“You might have forced her, had you chosen. Now, leaving it to me, our bargain is dissolved.”
“Madonna, you will not so requite my faithful services?”
“I will answer nothing till I have seen her.”
“Then what time like now?” he had replied desperately, “when she sits buried alive in the darkness, with the spectre of to-morrow whispering in her ear.”
“It is well spoken, then. I will go.”
The town was so full of reek and passion, that, most in the low quarters it was necessary for us to traverse, I doubt if I could have survived without him. But he was too well known and feared to leave my safety much in question. Then the Lazzari and their allies of the conquering army were such sworn blood-brothers, that it needed never more than the smallest bone of dispute to set either tearing at the other’s throat, whereby a flying petticoat, circumnavigating both, was able to avoid shipwreck between. Indeed, we had committed more than one red scrimmage to our wake by the time we were arrived, breathless but whole, at the door of the Carmine.
A roar and drift of torches surged upon us from a side alley at the moment that we reached our goal. Here was a wave of passion broken from the main wastes, and bearing forward on its crest a single victim to its fury, whom it seemed about to fling against the sullen walls of the prison. He was a mere boy, and his face as white as wax. By the door stood a Calabrese sentry, armed with a musket and a great sabre, and a rose in his hand, the gift thorn and all of some amorous contadina. As the boy was hurled up the steps, “Smell to this, poor lad,” said he; “art faint?”—and he thrust the rose violently against the victim’s nostrils. The poor wretch staggered back, uttering a horrible scream, his face bathed in blood. There had been a long pin concealed among the petals, which had stung him almost to the brain. I am not sentimental, but I shall hope some day to be to that Calabrese in the relation of Lazarus to Dives. The mob, however, roared laughter over the jest, clapping their victim with a certain good-humour on the back, as we were all carried together in a confused struggle up the steps and into a vaulted stone hall beyond.

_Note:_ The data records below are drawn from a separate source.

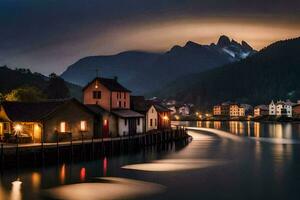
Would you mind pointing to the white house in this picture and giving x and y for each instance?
(151, 118)
(281, 108)
(173, 109)
(184, 110)
(272, 108)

This stronghold, massive and mediæval, had only lately been the scene of the treacherous massacre of a patriot garrison, and its stones were yet mapped and mottled with the story of the deed. And since, being made a State butchery, without regard to accommodation or cleanliness, from every carrion Jacobin, it seemed, had emerged a living swarm, predestined children of the grave, who haunted the corridors with unclean cries, and showed ghastly visions of wounds and suffering at the grates as we hurried by. It was a catacomb, in whose rotting lanes of stone walked a hundred vampires, gloating over their huddled pens of victims.
Typical of the worst was the gaoler who, at de’ Medici’s summons, had risen to attend us. This was a creature, like an obscene lank bird, who hopped before us chuckling and pecking forward with his long nose, as if as he went he sought the corners for offal. At his waist jingled a bunch of keys, and often he cracked, after the Italian habit, a thong of leather with a lash which he carried in one hand, his other being occupied in holding aloft a flaring taper. He led us by a descending passage, so narrow and so low that the flame of his torch made sooty blotches on the roof as he advanced, into a murmuring drain, at whose termination he at length paused before a door sunk in the wall.
“Guái a lei, Messer de’ Medici,” he chuckled, as, groping for the lock, he leered round at us. “Wait till, having opened, I can block the passage. There is another here besides our little bird.”